Pirates Cove, Tennessee Valley
I don’t often have the opportunity to go back to California, the state where I grew up and lived my first eighteen years. Flights are expensive, time off is scarce, and my wandering eye is always scanning the list of places I haven’t yet been. But my imagination and subconscious pull me back to the golden state often. Remembering the exact shade of firey orange I see from behind eyelids when my head is turned up to the wide, hot sun. Remembering the soft, rolling mountain ranges – cloaked in straw yellow in the fall, scrubby green in spring.
I had never been to the Marin Headlands before, but the sound of my shoes scuffing across gold gravel paths told a different story. The wide trail undulated beneath my legs, legs long retrained for the flat midwest, legs now unaccustomed to even minimal change in elevation. As the trail stretched out ahead of me, a long, winding ramp, it reminded me of what these legs are capable of. Of where these legs belong.
When we started our hike at the Tennessee Valley trailhead, it was late morning and the gray sky felt heavy. But by the time we caught our first glimpses of the Pacific Ocean, the sun had broken through the cloudcover, reflecting scattered white waves across the bay. The vast ocean, almost unbelievable in scale, unfolded indefinitely toward the horizon. It’s taut shimmer was only broken by the hard diagonals of the headlands. The ridges of land inhaled and exhaled, the chaparral growing in surges of green, the sun pulsing in the veins of the plants’ thin, waxy leaves.
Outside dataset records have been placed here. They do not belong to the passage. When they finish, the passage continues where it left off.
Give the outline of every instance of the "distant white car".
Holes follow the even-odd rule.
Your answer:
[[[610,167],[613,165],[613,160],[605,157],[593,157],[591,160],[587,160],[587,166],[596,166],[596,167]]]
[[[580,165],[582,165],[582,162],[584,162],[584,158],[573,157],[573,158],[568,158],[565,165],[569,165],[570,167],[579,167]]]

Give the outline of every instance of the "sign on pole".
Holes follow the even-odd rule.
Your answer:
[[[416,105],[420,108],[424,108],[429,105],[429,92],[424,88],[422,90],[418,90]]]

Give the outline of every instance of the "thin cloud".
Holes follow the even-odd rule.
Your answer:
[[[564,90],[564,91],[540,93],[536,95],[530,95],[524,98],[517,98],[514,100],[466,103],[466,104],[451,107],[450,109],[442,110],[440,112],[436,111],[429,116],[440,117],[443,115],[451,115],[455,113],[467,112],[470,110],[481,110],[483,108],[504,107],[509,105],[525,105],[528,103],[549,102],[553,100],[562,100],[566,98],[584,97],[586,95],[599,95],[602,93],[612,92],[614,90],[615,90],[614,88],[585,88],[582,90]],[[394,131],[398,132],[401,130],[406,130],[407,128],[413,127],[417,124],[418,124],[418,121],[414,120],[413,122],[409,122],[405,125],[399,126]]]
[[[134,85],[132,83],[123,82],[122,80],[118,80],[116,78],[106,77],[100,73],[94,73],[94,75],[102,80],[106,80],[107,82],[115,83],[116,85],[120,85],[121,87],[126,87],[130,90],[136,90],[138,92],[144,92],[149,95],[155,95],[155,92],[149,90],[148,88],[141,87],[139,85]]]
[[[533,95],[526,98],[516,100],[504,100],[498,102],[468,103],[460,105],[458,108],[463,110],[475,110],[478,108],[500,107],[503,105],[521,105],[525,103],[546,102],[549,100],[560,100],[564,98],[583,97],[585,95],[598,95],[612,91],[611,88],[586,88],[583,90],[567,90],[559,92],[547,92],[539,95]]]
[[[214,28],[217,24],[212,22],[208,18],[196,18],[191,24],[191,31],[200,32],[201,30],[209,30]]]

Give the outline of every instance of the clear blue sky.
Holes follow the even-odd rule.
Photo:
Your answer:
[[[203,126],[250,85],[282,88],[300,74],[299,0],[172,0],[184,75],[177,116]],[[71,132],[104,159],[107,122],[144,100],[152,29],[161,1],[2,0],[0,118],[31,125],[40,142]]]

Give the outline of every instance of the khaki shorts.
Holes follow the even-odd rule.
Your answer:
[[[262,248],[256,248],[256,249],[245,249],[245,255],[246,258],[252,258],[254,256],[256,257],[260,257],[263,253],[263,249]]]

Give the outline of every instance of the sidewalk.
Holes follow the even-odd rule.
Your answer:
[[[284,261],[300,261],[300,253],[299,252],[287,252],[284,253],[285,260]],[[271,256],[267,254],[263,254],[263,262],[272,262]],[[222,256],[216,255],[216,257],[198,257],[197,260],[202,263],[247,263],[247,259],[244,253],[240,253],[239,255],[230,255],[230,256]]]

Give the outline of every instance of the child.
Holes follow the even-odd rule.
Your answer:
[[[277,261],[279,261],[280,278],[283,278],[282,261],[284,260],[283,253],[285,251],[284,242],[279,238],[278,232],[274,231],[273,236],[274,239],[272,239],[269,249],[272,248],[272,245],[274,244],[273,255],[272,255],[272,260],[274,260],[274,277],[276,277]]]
The plunge to Pirates Cove began as stairs etched into the mountainside, and then quickly dissolved into a jumble of broken crag. Scrambling down to the beach, I held tight to each boulder, steadying myself against the earth before shuffling deeper toward the rocky surf. My legs shook involuntarily, already exhausted from the slow steady climb they’d endured, and now being thoroughly tested on the swift descent. But they carried me: past a trickling waterfall, spring runoff on its way to reuniting with the ocean; past native plants and opportunistic newcomers flowering just out of reach; past a mishmash of organic detritus, wooden bits washed up from a tumble in the sea; and finally, over the colony of smooth black stones that lined the curved, sandless cove.
Climbing back up to the trail, back to the sandy path that flexed against the hillside and down into the main valley, I felt held in place. Like the roots of the coastal shrubs holding together the headlands’ rocky soil, like the heavy mountains of earth hugging and holding the edges of the sea, I felt the elements that make up this familiar ecosystem pull me back into it’s tight grasp. The native sedges reached out and tickled my ankles. The giant windswept cypress trees sheltered the trail, catching the first few drops of rain before they could even think to reach my head. I poured myself into the bowl of the Tennessee Valley and felt welcomed, at ease, like I had rediscovered a place that felt like home.